U.S. Secretary of Education Miguel Cardona highlighted NCCU’s mental health services during a visit he made with Gov. Roy Cooper to the Durham campus on Wednesday. Cardona heard presentations from faculty in the student affairs division and sat in on a closed roundtable where he heard directly from eight students.
“What I saw here today at North Carolina Central, and what I heard from the students, gives me great hope in where we’re going and education across the country,” Cardona said. “This is a model of what we want to see across the country where we put actions and systems in place to support the emotional wellness of our students — to support access to mental health support that they need to thrive. Not just to come back, but to thrive.”
Studies nationwide show growing concern over student mental health, including a recent UNC-Chapel Hill study that followed the same group of first-year college students before and after the pandemic. That study showed a 40% increase in moderate to severe anxiety for first-year students and an 89% growth in incidence of depression for Black students.
“Black communities and communities of color are disproportionately impacted,” said Angela Coleman, NCCU’s vice chancellor for student affairs. “Oftentimes, historically, our Black communities [and] communities of color were not at the forefront of the conversation.”
Coleman said she and her team were excited that Cardona wanted to visit, and they were eager to show off their student health and wellness (SHAW) initiative.

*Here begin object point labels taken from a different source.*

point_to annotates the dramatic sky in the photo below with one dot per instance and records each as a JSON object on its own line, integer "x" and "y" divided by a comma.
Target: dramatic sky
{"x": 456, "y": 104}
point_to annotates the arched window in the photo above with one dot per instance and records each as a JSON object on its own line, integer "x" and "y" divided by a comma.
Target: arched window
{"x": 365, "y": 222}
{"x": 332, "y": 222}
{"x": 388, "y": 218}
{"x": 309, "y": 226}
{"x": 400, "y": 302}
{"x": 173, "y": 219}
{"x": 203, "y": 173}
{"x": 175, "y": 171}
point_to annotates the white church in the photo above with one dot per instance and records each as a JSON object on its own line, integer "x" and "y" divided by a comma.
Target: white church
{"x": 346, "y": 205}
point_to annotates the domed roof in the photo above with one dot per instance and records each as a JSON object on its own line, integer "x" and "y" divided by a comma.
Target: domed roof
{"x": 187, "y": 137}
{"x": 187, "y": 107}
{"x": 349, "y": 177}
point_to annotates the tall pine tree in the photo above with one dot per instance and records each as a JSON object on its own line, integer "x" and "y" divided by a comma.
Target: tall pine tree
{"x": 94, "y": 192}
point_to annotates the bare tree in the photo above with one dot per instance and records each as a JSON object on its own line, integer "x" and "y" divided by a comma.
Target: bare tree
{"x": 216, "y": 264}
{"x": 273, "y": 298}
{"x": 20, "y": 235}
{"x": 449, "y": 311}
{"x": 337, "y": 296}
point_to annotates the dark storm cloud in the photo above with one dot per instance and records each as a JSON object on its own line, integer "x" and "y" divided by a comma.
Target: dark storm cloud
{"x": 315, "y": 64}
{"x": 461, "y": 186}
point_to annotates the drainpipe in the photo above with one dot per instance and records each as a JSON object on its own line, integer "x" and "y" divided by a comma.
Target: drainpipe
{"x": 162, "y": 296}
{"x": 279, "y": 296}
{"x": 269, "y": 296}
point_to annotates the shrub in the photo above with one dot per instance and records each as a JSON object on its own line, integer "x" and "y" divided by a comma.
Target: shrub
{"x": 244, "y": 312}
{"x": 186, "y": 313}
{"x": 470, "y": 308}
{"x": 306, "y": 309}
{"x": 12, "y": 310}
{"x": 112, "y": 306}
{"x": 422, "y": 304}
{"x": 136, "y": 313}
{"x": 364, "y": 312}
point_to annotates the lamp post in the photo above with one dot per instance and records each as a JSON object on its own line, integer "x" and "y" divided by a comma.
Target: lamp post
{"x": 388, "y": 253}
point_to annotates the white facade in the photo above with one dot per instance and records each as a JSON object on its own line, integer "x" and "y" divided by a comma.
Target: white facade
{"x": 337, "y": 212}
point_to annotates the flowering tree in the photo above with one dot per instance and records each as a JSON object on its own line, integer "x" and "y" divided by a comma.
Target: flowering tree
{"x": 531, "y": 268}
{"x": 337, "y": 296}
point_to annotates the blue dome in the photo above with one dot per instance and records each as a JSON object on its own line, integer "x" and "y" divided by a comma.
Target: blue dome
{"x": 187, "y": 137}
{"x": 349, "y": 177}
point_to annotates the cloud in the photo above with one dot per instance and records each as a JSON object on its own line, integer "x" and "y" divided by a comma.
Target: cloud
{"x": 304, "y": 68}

“I have the privilege of leading a division that provides innovative and, I would say, cutting-edge services to our students,” Coleman said, “We have definitely put our student health and wellness area and those services at the forefront in terms of working with our students, and just provide them with the services they need from a holistic and integrated perspective.”
NCCU says its approach is distinctive in breadth of services — from prevention to tertiary intervention — as well as its holistic and inclusive approach. In addition to responsive programs, the university is focused on preventative care and creating inclusive community spaces where students find belonging.
It has used federal relief funding to increase mental health training for faculty and is now training students for peer-to-peer support. NCCU has also used the federal aid to eliminate conditions that cause mental health issues. For example, it cleared more than $10 million in outstanding tuition and fees and waived costs for its summer session for more than 5,200 students last year.
“We’re here to support the holistic well-being of students,” said Micah Griffin, the assistant vice chancellor of health and wellness. “That way, they can be successful while they are here but also we instill in them health-seeking behaviors so well after they graduate they’re still making more informed decisions.”
Cooper said that he’s seen the need for these types of supports during his travels across the state. Wearing NCCU colors on his tie and socks, he said he was proud of the response he saw at the university.
“We know that young people often struggle with mental health issues, and particularly students who are facing the pressure of academics, the pressure of socialization away from home, the pressure of sometimes part time work, the pressure of student loans,” Cooper said. “And now you lay over top of that the pressure of this pandemic. It has been challenging for the students.”
University leaders said much of the initiative predated the pandemic, but the past two years have underscored the need for these services — as well as building out telehealth opportunities and providing inclusive spaces where students can gather in community with one another.
Griffin added that NCCU’s role in this effort, as one of North Carolina’s 10 accredited HBCUs, is important, “especially since we serve mostly African American students and, as you know, that demographic has some of the worst health outcomes.”
Cardona’s visit comes amid an increase in threats of violence toward HBCUs. Last month, NCCU was one of many HBCUs nationwide to receive a bomb threat. This week, vandals defaced a sidewalk mural at Shaw University honoring Black lives by painting over it with the name of a white nationalist group.
Cardona said NCCU’s services are an example of what he hopes to see nationwide.
“As a parent, there’s nothing more that I would want for my own children,” he said.